Some effects on both the natural environment and human life are, at least in part, already being attributed to global warming. A 2001 report by the IPCC suggests that glacier retreat, ice shelf disruption such as that of the Larsen Ice Shelf, sea level rise, changes in rainfall patterns, and increased intensity and frequency of extreme weather events are attributable in part to global warming. Other expected effects include water scarcity in some regions and increased precipitation in others, changes in mountain snowpack, and adverse health effects from warmer temperatures.
Social and
economic effects of global warming may be exacerbated by growing
population densities in affected areas. Temperate regions are projected
to experience some benefits, such as fewer deaths due to cold exposure.
A summary of probable effects and recent understanding can be found in
the report made for the IPCC Third Assessment Report by Working Group
II. The newer IPCC Fourth Assessment Report summary reports that there
is observational evidence for an increase in intense tropical cyclone
activity in the North Atlantic Ocean since about 1970, in correlation
with the increase in sea surface temperature (see Atlantic Multidecadal
Oscillation), but that the detection of long-term trends is complicated
by the quality of records prior to routine satellite observations.

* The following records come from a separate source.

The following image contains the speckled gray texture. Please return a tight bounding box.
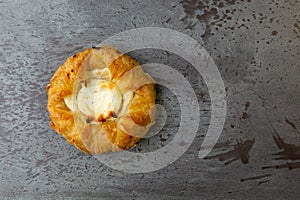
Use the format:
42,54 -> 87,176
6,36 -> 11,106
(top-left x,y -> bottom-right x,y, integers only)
0,0 -> 300,199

The
summary also states that there is no clear trend in the annual
worldwide number of tropical cyclones.
Additional anticipated effects include sea level rise of 0.18 to 0.59 meters (0.59 to 1.9 ft)
in 2090-2100 relative to 1980-1999, repercussions to agriculture,
possible slowing of the thermohaline circulation, reductions in the
ozone layer, increasingly intense (but less frequent) hurricanes and
extreme weather events, lowering of ocean pH, oxygen depletion in the
oceans, and the spread of diseases such as malaria and dengue fever, as
well as Lyme disease, hantavirus infections, bubonic plague, and cholera. One study predicts 18% to 35% of a sample of 1,103 animal and plant species would be extinct
by 2050, based on future climate projections. However, few mechanistic
studies have documented extinctions due to recent climate change and
one study suggests that projected rates of extinction are uncertain.
Economic
Some economists have tried to estimate the aggregate net economic costs of damages from climate change across the globe. Such estimates have so far yielded no conclusive findings; in a survey of 100 estimates, the values ran from US$-10 per tonne of carbon (tC) (US$-3 per tonne of carbon dioxide) up to US$350/tC (US$95 per tonne of carbon dioxide), with a mean of US$43 per tonne of carbon (US$12 per tonne of carbon dioxide).
One widely publicized report on potential economic impact is the Stern Review. It suggests that extreme weather might reduce global gross domestic product by up to one percent, and that in a worst-case scenario global per capita consumption could fall 20 percent. The report's methodology, advocacy and conclusions have been criticized by many economists, primarily around the Review's assumptions of discounting and its choices of scenarios. Others have supported the general attempt to quantify economic risk, even if not the specific numbers.
Preliminary studies suggest that costs and benefits of mitigating global warming are broadly comparable in magnitude. According to United Nations Environment Programme (UNEP), economic sectors likely to face difficulties related to climate change include banks, agriculture, transport and others. Developing countries dependent upon agriculture will be particularly harmed by global warming.